Since in OO languages everything can be a class (and very often is), classes with function can 1) act upon or process a state or 2) have a state.
- Classes that act upon a state are classes that do not hold references to a state, but are simply passed the state (a set of data) through a public method or delegate and process it. Examples of this is a command processor, with a public method that accepts a queue of commands as a parameter which dequeues each command and executes it, returning the results.
- Classes that contain a state are classes that contain (have a hard reference to) a set of data that are used for calculations or configuration of the instance. Examples of this is a repository which holds a reference to the entity context and a set of methods to use the context for their functionality.
By state I mean a class or structure which represents a set of data, like a date or a list of purchases.

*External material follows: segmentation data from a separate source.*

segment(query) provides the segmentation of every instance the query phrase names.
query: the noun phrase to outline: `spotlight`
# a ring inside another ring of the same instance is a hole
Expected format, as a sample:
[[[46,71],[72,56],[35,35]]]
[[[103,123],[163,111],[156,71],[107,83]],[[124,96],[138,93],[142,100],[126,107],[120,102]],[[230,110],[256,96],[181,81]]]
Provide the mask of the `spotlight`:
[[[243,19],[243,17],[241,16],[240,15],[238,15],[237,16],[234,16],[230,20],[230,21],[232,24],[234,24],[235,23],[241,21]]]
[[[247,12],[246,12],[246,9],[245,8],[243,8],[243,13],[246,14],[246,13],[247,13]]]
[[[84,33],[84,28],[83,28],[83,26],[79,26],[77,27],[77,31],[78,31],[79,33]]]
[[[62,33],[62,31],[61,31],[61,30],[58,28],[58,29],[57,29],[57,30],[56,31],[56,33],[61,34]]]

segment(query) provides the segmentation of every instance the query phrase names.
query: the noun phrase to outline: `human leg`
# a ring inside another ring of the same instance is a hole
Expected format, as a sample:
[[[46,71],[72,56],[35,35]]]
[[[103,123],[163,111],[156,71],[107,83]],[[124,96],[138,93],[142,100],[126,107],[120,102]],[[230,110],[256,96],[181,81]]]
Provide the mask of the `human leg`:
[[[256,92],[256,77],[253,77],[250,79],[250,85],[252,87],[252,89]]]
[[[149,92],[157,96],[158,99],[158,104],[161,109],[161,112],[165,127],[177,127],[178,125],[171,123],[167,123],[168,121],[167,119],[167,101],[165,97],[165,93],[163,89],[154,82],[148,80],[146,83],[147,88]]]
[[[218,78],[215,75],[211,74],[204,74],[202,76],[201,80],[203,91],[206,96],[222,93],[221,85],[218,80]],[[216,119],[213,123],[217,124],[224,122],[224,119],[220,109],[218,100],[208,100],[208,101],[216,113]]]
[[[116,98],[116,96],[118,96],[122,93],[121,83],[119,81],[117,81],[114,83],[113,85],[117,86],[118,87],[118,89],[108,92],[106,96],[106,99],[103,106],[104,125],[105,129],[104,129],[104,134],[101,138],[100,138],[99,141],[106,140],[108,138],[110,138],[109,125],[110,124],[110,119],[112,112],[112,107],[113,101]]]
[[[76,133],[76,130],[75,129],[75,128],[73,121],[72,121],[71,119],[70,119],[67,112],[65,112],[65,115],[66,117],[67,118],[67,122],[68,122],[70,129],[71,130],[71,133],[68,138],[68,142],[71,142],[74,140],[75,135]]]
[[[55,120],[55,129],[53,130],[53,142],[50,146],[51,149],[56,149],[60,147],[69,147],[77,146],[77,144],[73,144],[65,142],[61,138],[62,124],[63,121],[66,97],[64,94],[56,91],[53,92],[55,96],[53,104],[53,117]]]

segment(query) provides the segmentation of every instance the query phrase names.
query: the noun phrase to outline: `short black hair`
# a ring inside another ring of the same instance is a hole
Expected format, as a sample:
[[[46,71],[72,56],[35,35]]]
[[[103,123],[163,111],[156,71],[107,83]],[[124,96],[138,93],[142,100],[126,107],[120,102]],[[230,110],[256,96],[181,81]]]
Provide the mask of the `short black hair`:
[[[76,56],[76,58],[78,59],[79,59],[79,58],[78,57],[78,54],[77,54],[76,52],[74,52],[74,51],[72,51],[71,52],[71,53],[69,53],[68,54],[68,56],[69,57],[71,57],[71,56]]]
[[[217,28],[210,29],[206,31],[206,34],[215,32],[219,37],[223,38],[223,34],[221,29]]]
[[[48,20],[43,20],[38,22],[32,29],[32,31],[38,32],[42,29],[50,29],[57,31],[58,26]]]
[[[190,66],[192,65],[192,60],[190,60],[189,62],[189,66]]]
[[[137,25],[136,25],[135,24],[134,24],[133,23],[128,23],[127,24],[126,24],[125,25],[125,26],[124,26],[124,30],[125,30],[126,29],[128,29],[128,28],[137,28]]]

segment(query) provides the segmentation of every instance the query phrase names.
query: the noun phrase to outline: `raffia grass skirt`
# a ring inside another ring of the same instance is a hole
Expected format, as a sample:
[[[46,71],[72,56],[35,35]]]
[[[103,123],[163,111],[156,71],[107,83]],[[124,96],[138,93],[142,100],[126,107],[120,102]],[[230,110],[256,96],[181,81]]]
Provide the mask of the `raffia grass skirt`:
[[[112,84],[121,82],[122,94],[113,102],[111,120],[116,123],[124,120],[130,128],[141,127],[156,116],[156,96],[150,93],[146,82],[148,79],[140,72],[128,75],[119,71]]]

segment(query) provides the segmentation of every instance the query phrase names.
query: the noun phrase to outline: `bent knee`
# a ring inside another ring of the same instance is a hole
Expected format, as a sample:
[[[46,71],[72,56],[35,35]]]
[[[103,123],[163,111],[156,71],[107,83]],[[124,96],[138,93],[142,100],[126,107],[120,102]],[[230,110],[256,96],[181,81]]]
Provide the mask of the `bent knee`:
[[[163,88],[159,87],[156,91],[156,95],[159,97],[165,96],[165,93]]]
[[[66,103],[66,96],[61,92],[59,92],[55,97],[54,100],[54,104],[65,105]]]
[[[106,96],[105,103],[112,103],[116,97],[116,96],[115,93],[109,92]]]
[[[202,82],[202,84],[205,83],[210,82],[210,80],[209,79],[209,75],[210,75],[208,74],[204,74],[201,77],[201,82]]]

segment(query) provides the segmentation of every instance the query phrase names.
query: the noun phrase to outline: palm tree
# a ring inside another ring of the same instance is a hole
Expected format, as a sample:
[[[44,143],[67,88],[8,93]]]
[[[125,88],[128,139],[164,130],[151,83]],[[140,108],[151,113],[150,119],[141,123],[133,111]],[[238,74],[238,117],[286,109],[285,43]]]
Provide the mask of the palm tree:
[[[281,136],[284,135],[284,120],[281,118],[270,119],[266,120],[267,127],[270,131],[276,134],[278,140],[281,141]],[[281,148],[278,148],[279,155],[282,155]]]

None of the above is “wrong” nor is any “correct” or a good practice. On the other hand while designing your solution and assigning responsibility to the classes, it is best to be fully aware in which of the above categories your new classes will be as each is best suited for different purposes.
A class that acts upon a state without holding a reference to any state allows objects of that class to be more easily shared (between threads and objects) as there are no concerns about synchronization. Classes with state however must handle synchronization to protect against state corruption and race conditions. For classes that act upon a state, it is best to pass the state in the constructor and store the state in a read-only immutable data type to bypass these issues.
While the above is reason enough to make you carefully consider which to use in a scenario, I have found out that this is something best thought about and designed early in your development cycles.
It is important to name your classes so as to be easy to understand its function. A class with a name like MessageParser is pretty explanatory (depending on the situation), while a class simply named Handler leaves too much for the imagination. Naming may not seem very important, but it is my strong opinion that it is often one of the most important (and often difficult) decisions about a class. A well-chosen name can mean time off when debugging and significantly less time when revisiting the code after some time. Do not underestimate naming.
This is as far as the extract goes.